D’après une enquête réalisée 2, 6 et 12 mois après les traitements, les chercheurs ont trouvé que 34 (49%) patients du groupe de la méniscectomie partielle et 33 (43%) des patients du groupe de traitement simulé ont signalé des symptômes mécaniques à un moment donné. suivre.

Sur les 69 patients qui ont signalé des symptômes mécaniques avant le traitement, 23 (72%) patients du groupe de la méniscectomie partielle et 22 (59%) des patients du groupe de traitement factice ont continué à présenter de tels symptômes à certains moments pendant le suivi.

Neuf (28%) patients du groupe méniscectomie partielle et 15 (41%) patients du groupe de traitement factice ont rapporté l’atténuation complète des symptômes mécaniques pour toute la durée du suivi, selon l’équipe.

Sur la base de leurs conclusions, le professeur Järvinen conclut que «l’élimination partielle d’un ménisque déchiré dégénératif ne réduit pas ou soulager les symptômes mécaniques par rapport à la chirurgie fictive. »

De plus, les chercheurs affirment que leurs résultats suggèrent que les déchirures méniscales liées au traumatisme et les déchirures méniscales dégénératives sont deux conditions distinctes et doivent être traitées comme telles.

Le Dr Sihvonen ajoute:

« La recherche indique que le traitement d’un ménisque déchiré, qui est évidemment d’origine traumatique chez un patient de moins de 35 ans, semble atténuer les symptômes mécaniques.
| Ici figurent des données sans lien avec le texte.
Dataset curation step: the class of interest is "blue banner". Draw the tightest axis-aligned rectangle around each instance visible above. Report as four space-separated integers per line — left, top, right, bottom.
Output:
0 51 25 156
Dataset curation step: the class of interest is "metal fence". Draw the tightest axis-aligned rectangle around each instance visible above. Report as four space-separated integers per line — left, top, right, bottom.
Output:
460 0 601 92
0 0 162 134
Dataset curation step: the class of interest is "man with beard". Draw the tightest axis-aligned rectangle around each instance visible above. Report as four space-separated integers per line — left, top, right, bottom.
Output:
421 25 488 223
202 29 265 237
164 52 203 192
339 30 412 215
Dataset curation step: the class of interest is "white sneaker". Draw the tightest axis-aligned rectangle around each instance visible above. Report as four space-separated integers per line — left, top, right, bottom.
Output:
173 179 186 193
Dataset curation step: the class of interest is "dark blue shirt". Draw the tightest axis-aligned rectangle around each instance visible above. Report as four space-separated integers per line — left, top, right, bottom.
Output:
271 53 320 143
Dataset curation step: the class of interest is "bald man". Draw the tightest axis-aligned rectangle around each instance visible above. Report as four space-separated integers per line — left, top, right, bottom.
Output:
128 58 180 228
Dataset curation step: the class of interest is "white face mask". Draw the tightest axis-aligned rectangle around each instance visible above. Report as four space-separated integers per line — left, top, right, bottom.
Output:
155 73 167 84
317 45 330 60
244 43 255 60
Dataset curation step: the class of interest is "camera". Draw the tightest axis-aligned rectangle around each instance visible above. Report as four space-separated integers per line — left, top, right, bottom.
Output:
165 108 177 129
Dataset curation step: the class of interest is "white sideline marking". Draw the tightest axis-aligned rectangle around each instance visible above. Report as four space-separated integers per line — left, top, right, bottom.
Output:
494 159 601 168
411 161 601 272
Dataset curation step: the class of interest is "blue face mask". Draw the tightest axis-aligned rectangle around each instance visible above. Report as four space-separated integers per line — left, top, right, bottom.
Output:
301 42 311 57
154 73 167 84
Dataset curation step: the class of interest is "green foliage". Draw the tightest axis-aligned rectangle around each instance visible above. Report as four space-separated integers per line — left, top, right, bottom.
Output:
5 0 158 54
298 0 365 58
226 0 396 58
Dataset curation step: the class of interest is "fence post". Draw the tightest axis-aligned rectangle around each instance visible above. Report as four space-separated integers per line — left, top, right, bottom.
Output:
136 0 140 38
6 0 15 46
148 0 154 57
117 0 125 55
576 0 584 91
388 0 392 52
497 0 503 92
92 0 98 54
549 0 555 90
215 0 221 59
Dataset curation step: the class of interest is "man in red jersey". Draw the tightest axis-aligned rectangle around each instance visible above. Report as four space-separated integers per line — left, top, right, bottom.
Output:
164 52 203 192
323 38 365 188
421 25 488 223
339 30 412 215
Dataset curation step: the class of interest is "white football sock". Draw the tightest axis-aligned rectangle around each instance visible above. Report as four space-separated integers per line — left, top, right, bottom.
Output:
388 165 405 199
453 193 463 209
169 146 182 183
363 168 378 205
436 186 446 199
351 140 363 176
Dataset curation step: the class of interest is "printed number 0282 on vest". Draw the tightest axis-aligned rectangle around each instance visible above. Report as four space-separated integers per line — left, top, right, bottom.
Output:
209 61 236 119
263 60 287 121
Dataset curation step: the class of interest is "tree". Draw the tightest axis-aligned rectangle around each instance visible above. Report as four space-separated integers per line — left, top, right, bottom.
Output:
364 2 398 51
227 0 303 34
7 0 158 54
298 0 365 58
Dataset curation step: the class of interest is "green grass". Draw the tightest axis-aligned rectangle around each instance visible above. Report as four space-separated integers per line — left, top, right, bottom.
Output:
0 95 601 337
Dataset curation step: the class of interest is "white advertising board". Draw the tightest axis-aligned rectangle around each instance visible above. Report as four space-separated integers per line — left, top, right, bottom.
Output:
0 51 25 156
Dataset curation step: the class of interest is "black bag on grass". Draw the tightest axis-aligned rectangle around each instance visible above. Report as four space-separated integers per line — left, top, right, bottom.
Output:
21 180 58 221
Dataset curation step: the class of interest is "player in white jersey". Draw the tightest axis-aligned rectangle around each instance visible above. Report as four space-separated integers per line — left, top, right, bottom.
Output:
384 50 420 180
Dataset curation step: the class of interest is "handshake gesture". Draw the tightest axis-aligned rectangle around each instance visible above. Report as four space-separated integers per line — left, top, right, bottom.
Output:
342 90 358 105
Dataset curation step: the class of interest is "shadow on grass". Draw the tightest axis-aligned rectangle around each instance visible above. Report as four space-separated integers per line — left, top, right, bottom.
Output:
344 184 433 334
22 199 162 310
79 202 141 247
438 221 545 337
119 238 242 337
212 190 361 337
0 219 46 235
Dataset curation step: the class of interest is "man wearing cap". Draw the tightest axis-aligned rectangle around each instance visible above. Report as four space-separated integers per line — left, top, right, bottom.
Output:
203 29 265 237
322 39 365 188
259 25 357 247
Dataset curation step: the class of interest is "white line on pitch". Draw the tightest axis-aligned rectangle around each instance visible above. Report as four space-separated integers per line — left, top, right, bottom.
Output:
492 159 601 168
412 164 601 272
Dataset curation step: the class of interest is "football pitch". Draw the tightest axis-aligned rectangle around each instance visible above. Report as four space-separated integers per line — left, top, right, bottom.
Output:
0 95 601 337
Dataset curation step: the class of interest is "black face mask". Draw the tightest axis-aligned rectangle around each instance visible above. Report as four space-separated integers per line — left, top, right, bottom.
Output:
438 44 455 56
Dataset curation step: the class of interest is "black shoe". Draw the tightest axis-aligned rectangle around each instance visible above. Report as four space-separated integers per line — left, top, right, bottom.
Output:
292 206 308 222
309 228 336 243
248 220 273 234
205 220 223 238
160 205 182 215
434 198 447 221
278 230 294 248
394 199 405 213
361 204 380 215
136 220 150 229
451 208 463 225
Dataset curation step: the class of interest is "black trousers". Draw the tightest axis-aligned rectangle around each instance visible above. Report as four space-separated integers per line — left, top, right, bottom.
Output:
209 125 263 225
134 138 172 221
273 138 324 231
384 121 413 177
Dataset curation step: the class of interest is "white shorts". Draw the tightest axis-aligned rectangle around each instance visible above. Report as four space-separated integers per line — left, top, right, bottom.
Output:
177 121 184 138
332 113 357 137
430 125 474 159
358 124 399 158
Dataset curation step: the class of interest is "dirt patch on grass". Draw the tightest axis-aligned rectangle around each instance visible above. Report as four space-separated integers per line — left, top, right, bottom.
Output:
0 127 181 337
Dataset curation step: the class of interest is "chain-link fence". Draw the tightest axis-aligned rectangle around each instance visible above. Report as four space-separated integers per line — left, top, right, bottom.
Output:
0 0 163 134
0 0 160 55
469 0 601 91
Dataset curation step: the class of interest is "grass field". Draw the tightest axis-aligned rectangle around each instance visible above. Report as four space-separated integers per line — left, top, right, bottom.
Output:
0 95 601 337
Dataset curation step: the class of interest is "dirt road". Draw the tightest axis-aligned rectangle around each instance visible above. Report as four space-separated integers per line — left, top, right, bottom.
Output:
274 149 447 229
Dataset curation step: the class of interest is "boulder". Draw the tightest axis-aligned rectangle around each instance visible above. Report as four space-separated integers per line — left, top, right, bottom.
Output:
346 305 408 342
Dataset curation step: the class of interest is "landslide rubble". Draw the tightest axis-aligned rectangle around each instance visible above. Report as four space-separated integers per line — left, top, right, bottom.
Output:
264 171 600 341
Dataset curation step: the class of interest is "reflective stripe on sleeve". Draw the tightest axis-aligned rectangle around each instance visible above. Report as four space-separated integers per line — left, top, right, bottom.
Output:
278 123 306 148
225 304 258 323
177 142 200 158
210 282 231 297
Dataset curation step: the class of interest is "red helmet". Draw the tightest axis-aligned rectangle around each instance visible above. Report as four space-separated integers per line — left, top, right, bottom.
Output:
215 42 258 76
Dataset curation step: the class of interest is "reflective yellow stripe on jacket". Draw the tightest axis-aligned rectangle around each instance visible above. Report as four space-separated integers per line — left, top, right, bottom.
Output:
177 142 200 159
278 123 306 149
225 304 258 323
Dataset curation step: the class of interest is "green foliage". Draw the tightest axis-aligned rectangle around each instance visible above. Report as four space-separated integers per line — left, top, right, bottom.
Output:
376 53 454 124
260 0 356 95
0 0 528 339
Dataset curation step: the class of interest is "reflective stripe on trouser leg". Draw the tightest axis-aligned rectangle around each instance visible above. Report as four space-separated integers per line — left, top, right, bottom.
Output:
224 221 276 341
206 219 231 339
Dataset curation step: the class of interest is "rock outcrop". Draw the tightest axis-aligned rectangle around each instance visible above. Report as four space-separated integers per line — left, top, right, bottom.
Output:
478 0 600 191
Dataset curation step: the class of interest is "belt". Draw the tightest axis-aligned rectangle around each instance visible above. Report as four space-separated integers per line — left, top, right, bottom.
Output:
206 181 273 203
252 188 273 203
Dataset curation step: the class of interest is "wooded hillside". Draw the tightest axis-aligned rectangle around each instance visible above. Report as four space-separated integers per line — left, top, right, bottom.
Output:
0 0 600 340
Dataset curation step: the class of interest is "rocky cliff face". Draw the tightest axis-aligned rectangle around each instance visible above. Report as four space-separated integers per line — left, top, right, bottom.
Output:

Dans un genou dégénératif, des symptômes apparemment similaires peuvent même ne pas être causés par la déchirure méniscale – plus probablement ils sont le reflet de la détérioration globale du genou et sont susceptibles d’augmenter à mesure que l’arthrite se développe davantage. « 

En novembre dernier, a rapporté une étude suggérant que la perte de poids peut ralentir la dégénérescence du genou chez les personnes obèses.